Vignettes from Seven Dials Past

In 1980 The Whistler published this interview with Charles Attwater who lived in West Hill Place.

I was born at No 21 Belmont Street near St Bartholomew’s Church, off Anne Street. Shortly after my birth we moved to No 9 and from there to the now vanished London Street, which used to run alongside St Bartholomew’s Church. I spent my childhood from age three to ten years there. I went to Preston Road School and the Headmaster was called Ward. We called him Gaffer Ward and he was a most tough man.

My family were all musical and my only interest was music. I was a choirboy at St Bart’s and we had over 30 boys in the choir under Harry Mabell. I was there from the beginning of the 1914-18 war and I remember that during the war we gave a recital of Gounod’s ‘Mors et Vita’ and there was a Zeppelin raid in the middle of the programme and we had a blackout. We quickly arranged for the organ to be hand-pumped and we continued our recital in the dark. Saint Bartholomew’s was a very well attended church in those days. The Churchwarden there was called Charles Rubie, reputed to be a millionaire and he lived in Vernon Gardens. Every Christmas he took the choirboys to the Theatre Royal pantomime. He took us to Clark’s at 14 New Road and we would have tea there and then go into the Theatre Royal.

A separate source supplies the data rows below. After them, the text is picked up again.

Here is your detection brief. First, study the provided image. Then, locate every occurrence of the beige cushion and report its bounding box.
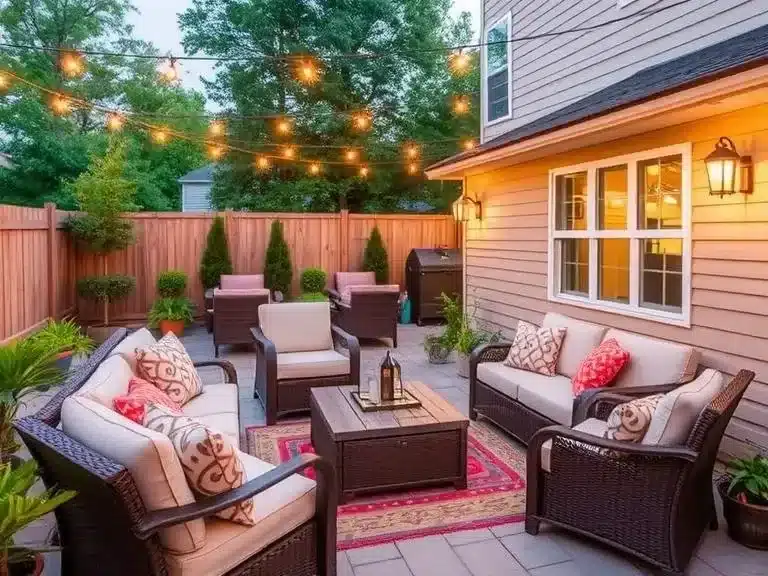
[603,329,699,388]
[277,350,349,380]
[541,418,607,472]
[517,374,573,426]
[61,396,205,553]
[74,356,134,410]
[643,368,725,446]
[542,312,605,378]
[336,272,376,294]
[259,302,333,354]
[165,453,315,576]
[219,274,264,290]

We moved to 15 Bath Street just before the war. In those days Brighton’s principle industry, employing most men, was the Railway Works, making engines. The men used to pour out of the Railway Works in hundreds. They would run down the road and catch their special trams from New England Road to the Seven Dials. I remember them coming out at 1 o’clock, running along and jumping onto the trams which were all lined up waiting for them, and they would hang on outside, inside, anywhere at all, so as to get home quickly for their dinners. Trams would come up Queen’s Road to the station and then go back to the Old Steine. Minimum fare was a halfpenny.

It was 1920 and I was 15 years old, and my brother was 18. When giving time signals the 2LO announcer would count 55, 56, etc up to 60 and when he got to 60 he would hit a gong and that would be for Greenwich Mean Time. We found we could transmit about 5 minutes before the time signal was due and we used to play a trick on people. We would announce the time. We would hold an enamel bowl up and count just like the 2LO announcer and when we got to 60 we hit the enamel bowl and said, “The time is now 8 o’clock and people used to set their clocks and watches by us and father would get so annoyed because he was particular about the exact time. He’d say, “But they are wrong!” We played that trick for a long time and father would be so annoyed because he checked the time every morning at the station. Other people in the immediate area could hear us of course. It was just a quirk of the set, We knew what to do to be able to broadcast but we never did find out how or why it worked. Our aerial was 60ft high and had a 6ft span and it stretched from the back of our garden, which was almost in the gardens of Buckingham Place, and came over our roof.

When we left there in 1922, we went to live at 13 Clifton Street. It was there that I started my apprenticeship with Thomas Harrington in Church Street. We lived there a long time. My mother bought the house: she paid £50 down and the balance in rent. It was a form of mortgage, not through a building society, but a private arrangement. She paid £500 for it and when she died many years later, we sold the house. Values had gone up tremendously but my brother said, “No, we can’t sell at an inflated price” and I think he sold it for £800, at what represented a big loss at the time. It was from that house that I married.